Au fil des rencontres, les questions reviennent souvent : comment exporter ses produits ? Quelles sont les formalités ? Existe-t-il des partenaires potentiels ? Autant de préoccupations auxquelles la Chambre de Commerce tente d’apporter des réponses concrètes.
L’agriculture figure parmi les secteurs les plus prometteurs. Pour les promoteurs de produits transformés, notamment les fabricants de jus, le marché canadien représente une opportunité encore largement sous-exploitée. « Il y a des personnes qui veulent consommer ces produits. Notre rôle consiste à permettre aux entreprises d’avoir accès aux contacts et aux consommateurs afin de soutenir les jeunes structures à la recherche de débouchés », souligne Karine Nadeau.
Digital
Le numérique et les nouvelles technologies constituent un autre axe de coopération. L’intelligence artificielle, les services numériques ou encore les expertises techniques ouvrent de nouvelles perspectives d’échanges entre les deux espaces économiques. « Les échanges entre l’Afrique et le Canada deviennent de plus en plus importants. Il est aussi vrai que les relations entre l’Afrique et l’Europe se portent bien », observe la responsable canadienne.
À quelques jours de la clôture du salon, les sollicitations continuent d’affluer. Beaucoup souhaitent comprendre les modalités d’accès au marché canadien et les mécanismes d’accompagnement disponibles. Car la Chambre de Commerce Canada-Afrique ne se limite pas à la mise en relation entre entreprises. Elle propose également des formations, des conférences spécialisées, des séances d’information et des rendez-vous d’affaires destinés à faciliter les opérations d’import-export.
Pour les entrepreneurs africains installés au Canada, des rencontres sont régulièrement organisées, notamment au Québec, afin d’échanger sur les pratiques commerciales et les opportunités d’investissement. « Nous organisons des rencontres pour entretenir les entrepreneurs sur les questions d’import-export », précise Karine Nadeau.
Au terme de ces premiers jours de Promote 2026, la satisfaction est palpable.
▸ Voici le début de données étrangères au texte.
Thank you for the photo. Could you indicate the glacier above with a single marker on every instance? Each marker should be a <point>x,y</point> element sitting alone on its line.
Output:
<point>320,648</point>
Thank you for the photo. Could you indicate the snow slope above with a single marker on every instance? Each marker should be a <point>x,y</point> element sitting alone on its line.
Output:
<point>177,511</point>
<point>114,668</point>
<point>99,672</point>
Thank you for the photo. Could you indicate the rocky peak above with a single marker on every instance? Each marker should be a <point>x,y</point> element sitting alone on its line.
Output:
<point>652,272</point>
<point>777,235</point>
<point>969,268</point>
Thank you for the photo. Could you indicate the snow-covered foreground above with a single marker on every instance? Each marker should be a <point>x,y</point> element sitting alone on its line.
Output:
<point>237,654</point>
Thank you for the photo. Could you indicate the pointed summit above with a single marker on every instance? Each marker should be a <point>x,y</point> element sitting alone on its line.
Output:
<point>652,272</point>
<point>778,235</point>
Pour la présidente de Buziness.Ca, le déplacement au Cameroun a déjà porté ses fruits. « Mon voyage au Cameroun au Salon de l’entreprise est 100 % rentabilisé », se réjouit-elle.
Présente au Cameroun depuis 1998, la Chambre de Commerce Canada-Afrique œuvre au renforcement des relations économiques et commerciales entre Yaoundé et Ottawa. Elle se veut un pont entre les deux nations, avec pour ambition d’accompagner les entreprises dans leurs projets d’expansion internationale.
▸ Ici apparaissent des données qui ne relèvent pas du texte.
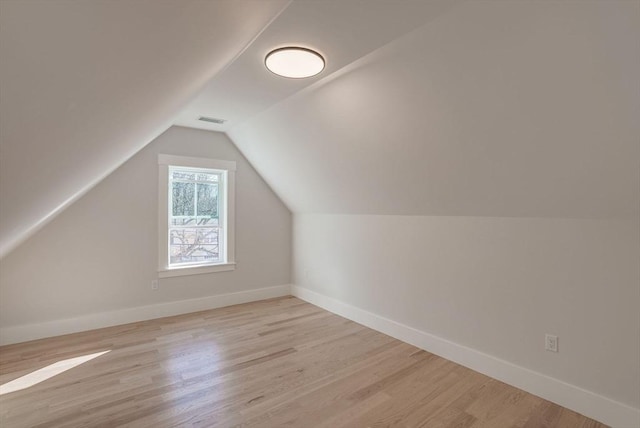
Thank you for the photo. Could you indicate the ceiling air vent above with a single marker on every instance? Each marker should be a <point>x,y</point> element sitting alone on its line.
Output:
<point>212,120</point>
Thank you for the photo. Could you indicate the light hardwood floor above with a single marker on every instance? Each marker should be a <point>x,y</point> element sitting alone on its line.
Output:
<point>276,363</point>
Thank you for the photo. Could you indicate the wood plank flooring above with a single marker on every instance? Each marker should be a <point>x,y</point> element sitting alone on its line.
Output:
<point>275,363</point>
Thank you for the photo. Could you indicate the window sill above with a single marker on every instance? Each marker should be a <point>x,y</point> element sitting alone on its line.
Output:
<point>195,270</point>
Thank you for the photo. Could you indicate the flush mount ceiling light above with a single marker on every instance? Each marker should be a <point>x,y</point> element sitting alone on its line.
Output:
<point>294,62</point>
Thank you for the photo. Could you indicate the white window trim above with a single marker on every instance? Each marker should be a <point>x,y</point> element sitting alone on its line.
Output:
<point>164,161</point>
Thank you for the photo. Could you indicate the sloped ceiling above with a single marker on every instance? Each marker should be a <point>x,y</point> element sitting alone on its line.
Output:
<point>486,108</point>
<point>493,109</point>
<point>86,84</point>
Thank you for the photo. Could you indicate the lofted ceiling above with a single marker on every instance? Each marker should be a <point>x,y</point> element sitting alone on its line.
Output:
<point>439,107</point>
<point>493,108</point>
<point>86,84</point>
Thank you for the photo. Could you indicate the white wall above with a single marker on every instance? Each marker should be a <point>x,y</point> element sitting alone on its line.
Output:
<point>100,255</point>
<point>496,285</point>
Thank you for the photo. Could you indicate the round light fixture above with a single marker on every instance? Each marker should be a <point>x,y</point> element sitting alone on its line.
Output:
<point>294,62</point>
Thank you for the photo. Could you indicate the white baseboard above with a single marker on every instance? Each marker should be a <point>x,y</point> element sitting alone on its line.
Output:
<point>23,333</point>
<point>590,404</point>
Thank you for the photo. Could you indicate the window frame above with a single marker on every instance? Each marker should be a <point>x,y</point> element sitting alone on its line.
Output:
<point>228,169</point>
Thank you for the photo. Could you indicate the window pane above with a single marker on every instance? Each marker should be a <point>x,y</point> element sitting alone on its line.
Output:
<point>207,177</point>
<point>199,245</point>
<point>183,199</point>
<point>207,200</point>
<point>183,175</point>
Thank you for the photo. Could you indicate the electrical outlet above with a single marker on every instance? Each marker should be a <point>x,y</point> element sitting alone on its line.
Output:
<point>551,342</point>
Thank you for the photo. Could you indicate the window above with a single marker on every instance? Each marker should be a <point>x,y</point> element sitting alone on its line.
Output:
<point>196,198</point>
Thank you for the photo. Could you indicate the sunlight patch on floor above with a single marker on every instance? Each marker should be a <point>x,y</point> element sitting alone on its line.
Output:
<point>45,373</point>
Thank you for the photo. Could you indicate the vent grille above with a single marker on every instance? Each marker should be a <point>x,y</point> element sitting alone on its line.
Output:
<point>212,120</point>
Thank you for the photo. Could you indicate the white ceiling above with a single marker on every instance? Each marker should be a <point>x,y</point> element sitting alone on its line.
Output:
<point>526,109</point>
<point>436,107</point>
<point>86,84</point>
<point>342,31</point>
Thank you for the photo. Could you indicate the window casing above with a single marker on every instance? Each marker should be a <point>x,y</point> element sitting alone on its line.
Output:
<point>196,220</point>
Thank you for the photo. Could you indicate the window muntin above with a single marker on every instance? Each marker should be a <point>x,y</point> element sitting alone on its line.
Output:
<point>196,216</point>
<point>196,203</point>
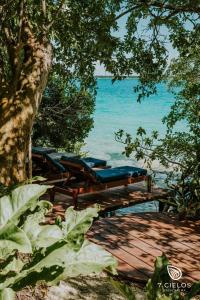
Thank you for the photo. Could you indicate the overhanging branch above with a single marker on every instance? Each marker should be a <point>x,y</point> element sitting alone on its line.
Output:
<point>156,4</point>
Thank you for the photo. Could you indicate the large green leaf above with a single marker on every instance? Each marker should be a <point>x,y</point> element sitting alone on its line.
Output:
<point>13,238</point>
<point>64,262</point>
<point>21,199</point>
<point>77,223</point>
<point>7,294</point>
<point>42,236</point>
<point>15,265</point>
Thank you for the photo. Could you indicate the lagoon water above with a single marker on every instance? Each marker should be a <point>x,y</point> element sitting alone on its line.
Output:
<point>117,108</point>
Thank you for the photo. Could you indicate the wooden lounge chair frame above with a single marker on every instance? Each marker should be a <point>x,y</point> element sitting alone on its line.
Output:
<point>90,185</point>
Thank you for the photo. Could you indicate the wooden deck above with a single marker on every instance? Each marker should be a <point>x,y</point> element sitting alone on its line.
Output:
<point>109,200</point>
<point>137,239</point>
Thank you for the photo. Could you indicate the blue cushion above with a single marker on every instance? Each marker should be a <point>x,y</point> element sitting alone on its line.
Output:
<point>42,150</point>
<point>80,162</point>
<point>94,162</point>
<point>119,173</point>
<point>57,155</point>
<point>56,163</point>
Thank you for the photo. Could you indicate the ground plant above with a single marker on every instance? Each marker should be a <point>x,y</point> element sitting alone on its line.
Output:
<point>32,252</point>
<point>70,37</point>
<point>177,151</point>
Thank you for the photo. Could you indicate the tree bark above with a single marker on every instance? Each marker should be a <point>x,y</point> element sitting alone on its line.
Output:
<point>18,108</point>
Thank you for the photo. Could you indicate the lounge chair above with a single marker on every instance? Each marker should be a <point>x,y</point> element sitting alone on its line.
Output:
<point>50,166</point>
<point>88,180</point>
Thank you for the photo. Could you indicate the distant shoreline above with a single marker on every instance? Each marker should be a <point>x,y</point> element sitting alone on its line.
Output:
<point>110,76</point>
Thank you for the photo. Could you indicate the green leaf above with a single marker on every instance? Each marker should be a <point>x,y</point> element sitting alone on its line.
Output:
<point>42,236</point>
<point>13,238</point>
<point>14,265</point>
<point>77,223</point>
<point>124,289</point>
<point>22,198</point>
<point>7,294</point>
<point>64,262</point>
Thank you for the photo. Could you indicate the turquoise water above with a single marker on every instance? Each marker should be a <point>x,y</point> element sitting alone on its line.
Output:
<point>117,108</point>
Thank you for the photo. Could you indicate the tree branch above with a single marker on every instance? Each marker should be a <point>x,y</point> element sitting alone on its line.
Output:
<point>55,15</point>
<point>21,17</point>
<point>44,9</point>
<point>161,5</point>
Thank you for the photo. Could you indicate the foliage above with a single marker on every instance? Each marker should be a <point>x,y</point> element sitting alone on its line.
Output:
<point>64,118</point>
<point>156,286</point>
<point>54,252</point>
<point>177,151</point>
<point>81,33</point>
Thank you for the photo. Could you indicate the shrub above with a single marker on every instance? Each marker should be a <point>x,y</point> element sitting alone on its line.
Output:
<point>52,252</point>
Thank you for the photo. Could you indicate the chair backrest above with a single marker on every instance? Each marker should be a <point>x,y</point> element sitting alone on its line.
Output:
<point>78,167</point>
<point>42,150</point>
<point>54,163</point>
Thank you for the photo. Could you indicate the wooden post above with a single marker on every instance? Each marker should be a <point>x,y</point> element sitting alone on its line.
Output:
<point>149,184</point>
<point>30,167</point>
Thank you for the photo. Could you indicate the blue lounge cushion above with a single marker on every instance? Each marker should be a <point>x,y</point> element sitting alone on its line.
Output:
<point>82,163</point>
<point>94,162</point>
<point>56,163</point>
<point>57,155</point>
<point>119,173</point>
<point>42,150</point>
<point>86,162</point>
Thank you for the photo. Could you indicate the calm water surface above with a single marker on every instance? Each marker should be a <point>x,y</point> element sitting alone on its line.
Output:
<point>117,108</point>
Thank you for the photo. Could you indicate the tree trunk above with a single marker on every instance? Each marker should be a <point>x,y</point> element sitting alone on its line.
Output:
<point>18,109</point>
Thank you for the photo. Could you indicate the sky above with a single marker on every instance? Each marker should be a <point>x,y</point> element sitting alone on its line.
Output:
<point>100,70</point>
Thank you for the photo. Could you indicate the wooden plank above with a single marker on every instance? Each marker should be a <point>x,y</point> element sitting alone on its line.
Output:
<point>182,234</point>
<point>144,255</point>
<point>143,270</point>
<point>152,237</point>
<point>130,235</point>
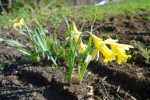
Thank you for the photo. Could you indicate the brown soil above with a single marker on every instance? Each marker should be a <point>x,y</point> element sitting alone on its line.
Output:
<point>130,81</point>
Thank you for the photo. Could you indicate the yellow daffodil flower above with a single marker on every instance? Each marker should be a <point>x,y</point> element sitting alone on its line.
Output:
<point>119,50</point>
<point>95,54</point>
<point>82,47</point>
<point>19,22</point>
<point>100,45</point>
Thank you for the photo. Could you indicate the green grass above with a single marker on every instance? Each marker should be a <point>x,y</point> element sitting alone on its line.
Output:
<point>57,12</point>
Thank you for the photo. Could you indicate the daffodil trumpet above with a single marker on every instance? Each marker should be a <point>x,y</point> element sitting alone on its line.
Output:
<point>119,50</point>
<point>101,46</point>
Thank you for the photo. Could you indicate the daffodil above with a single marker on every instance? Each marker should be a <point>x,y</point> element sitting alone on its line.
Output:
<point>119,50</point>
<point>100,45</point>
<point>82,47</point>
<point>88,59</point>
<point>19,22</point>
<point>95,54</point>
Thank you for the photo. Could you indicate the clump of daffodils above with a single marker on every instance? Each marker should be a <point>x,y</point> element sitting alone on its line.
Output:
<point>116,50</point>
<point>113,52</point>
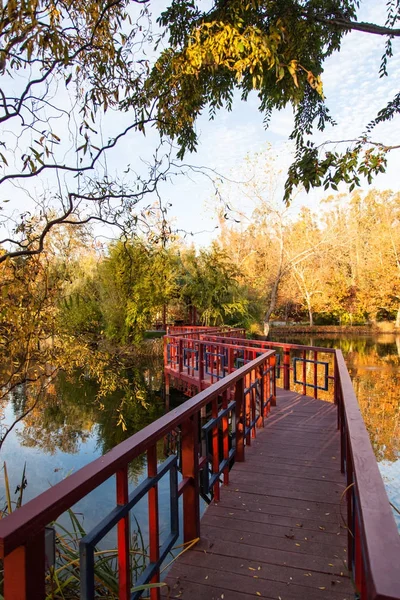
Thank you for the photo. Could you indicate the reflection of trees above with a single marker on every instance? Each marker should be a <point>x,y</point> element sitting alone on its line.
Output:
<point>374,366</point>
<point>69,412</point>
<point>376,380</point>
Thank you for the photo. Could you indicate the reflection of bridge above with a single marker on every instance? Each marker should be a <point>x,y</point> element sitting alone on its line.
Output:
<point>303,506</point>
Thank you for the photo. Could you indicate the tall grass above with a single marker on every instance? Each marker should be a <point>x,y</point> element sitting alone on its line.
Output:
<point>63,578</point>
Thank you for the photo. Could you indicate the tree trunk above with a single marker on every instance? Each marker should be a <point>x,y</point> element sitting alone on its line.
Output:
<point>397,323</point>
<point>272,304</point>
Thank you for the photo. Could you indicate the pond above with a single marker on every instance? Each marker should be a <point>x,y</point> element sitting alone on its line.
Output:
<point>70,428</point>
<point>374,366</point>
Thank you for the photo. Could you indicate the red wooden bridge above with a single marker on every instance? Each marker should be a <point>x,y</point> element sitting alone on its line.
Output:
<point>273,438</point>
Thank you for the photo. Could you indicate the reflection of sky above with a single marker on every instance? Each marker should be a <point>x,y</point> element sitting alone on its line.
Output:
<point>390,472</point>
<point>45,470</point>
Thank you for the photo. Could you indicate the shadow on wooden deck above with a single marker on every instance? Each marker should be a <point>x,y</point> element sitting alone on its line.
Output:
<point>279,530</point>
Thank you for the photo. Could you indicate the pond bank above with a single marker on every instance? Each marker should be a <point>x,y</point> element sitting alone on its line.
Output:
<point>327,329</point>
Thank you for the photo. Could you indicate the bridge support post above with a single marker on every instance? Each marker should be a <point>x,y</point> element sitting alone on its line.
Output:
<point>273,381</point>
<point>240,420</point>
<point>286,369</point>
<point>190,470</point>
<point>24,571</point>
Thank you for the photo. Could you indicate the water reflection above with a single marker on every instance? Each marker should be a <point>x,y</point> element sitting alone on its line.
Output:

Sa vision est claire : faire du Cameroun une porte d’entrée privilégiée des investissements canadiens en Afrique centrale et bâtir un réseau d’affaires dynamique reliant les deux continents. Une ambition qui, à en croire l’affluence observée à Promote 2026, semble trouver un écho grandissant auprès des entrepreneurs camerounais.
Au Palais des congrès de Yaoundé, où se croisent ambitions locales et horizons internationaux, le Canada n’est plus une destination lointaine. Il apparaît désormais comme un marché à conquérir et un partenaire avec lequel les acteurs économiques camerounais entendent écrire de nouvelles pages de coopération.